The thesis begins with assessing MP pollution in Slovenian rivers and reviewing global data on bacterial biodegradation of plastic. In small-scale Slovenian rivers (500 km2 < catchment <800km2, river length < 45km), MP pollution increased in the direction of flow and land use intensification. The results showed a prevalence of fibres in the water column and fragments in the sediments. The most frequent polymer types reported were polyethylene (PE) and polypropylene (PP) in both river compartments. Variability in MP colouration, size and shapes indicated diverse sources of MP pollution.

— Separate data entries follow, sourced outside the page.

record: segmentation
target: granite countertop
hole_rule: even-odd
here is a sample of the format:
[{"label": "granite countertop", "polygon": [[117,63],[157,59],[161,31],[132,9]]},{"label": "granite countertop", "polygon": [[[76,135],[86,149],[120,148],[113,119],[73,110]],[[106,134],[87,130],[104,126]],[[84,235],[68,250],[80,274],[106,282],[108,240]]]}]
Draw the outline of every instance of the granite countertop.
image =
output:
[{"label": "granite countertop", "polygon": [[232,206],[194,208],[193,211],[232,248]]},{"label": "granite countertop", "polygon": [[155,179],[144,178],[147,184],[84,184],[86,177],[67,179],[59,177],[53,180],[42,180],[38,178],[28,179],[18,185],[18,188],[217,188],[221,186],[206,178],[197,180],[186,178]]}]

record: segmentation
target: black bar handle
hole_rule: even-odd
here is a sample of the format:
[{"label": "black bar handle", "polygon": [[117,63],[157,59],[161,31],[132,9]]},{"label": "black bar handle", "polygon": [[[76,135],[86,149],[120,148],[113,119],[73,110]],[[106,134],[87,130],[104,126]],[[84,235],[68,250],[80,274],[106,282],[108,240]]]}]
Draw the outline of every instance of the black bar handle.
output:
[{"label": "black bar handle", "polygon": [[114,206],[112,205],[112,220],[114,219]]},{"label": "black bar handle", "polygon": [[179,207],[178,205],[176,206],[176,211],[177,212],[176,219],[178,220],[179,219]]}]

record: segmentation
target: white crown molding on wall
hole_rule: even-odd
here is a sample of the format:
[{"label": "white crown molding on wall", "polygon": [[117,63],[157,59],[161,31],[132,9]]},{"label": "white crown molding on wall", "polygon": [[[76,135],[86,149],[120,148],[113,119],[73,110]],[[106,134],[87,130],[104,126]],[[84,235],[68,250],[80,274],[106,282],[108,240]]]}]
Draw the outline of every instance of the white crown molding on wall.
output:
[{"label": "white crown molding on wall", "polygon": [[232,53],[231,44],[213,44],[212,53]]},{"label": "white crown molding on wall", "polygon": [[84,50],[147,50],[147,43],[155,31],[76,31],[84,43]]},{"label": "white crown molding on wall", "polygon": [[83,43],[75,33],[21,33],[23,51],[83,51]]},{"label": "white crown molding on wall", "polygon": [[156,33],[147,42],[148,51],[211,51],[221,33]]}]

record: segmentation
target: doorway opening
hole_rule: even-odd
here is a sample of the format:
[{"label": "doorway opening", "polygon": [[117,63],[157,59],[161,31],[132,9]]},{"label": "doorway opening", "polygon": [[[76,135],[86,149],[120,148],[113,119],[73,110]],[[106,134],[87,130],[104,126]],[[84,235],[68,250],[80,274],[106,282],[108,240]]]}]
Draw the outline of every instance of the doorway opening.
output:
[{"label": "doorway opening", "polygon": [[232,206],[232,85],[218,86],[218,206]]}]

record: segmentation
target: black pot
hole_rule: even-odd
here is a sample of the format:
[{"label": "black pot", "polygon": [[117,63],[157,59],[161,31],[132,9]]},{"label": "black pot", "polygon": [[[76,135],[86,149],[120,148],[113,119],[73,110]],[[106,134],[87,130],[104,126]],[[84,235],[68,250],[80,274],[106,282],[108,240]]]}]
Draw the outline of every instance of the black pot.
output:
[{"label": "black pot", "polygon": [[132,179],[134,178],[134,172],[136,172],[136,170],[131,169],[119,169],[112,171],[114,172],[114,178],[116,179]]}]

As part of a systematic review of 145 scientific papers, a list was made of all known strains of bacteria capable of degrading plastic. The main findings indicate that research on plastic biodegradation predominantly centres around polyethylene (PE) and its variants. Moreover, regarding biodegradation experiments, studies suggest that plastics should undergo pre-treatment, such as UV irradiation, to simulate natural environmental conditions better. They also highlight the lack of standardization and reporting consistency and the need for long-term studies.
A preliminary study was conducted on biodegrading different plastic materials in a low-carbon environment using activated sludge from a municipal wastewater treatment plant (WWTP). After two months, scanning electron microscopy (SEM) confirmed the presence of different biofilms on different plastic materials. This study was then followed by an examination of the interactions between plastics as a substrate and freshwater hyporheic biofilms as colonisers in the natural environment. The study focused on the one-month colonization and one-year seasonal changes of biofilm responses exposed to PET fibres. Different methods, such as respiratory electron transport system activity (ETSA), total protein content (TPC) and community-level physiological profiling (CLPP), were employed to characterise microbial community activity, biomass and metabolism. The study was then repeated, using the same methods but extending the time to two years and broadening the geographical scope to include four geomorphologically distinct locations. This study confirmed the inhibitory effect of PET on microbial biofilms in the hyporheic zone.
Finally, the effects of three different water regimes - flow, stagnant and unsaturated - on hyporheic biofilms under simultaneous pollution with PET fibres were investigated. Significant inhibitory effects of water regimes and PET pollution were observed for bacterial abundance and microbial metabolism on a specific substrate (CLPP) but not on microbial biomass (TPC) or activity (ETSA).
The knowledge acquired during this work enhances our understanding of MP pollution at local and global scales and its significance for hyporheic biofilms, which play a pivotal role in global nutrient cycling within freshwater environments. The study also highlighted the spatial variability within the hyporheic zone as an important factor in hyporheic biofilm research.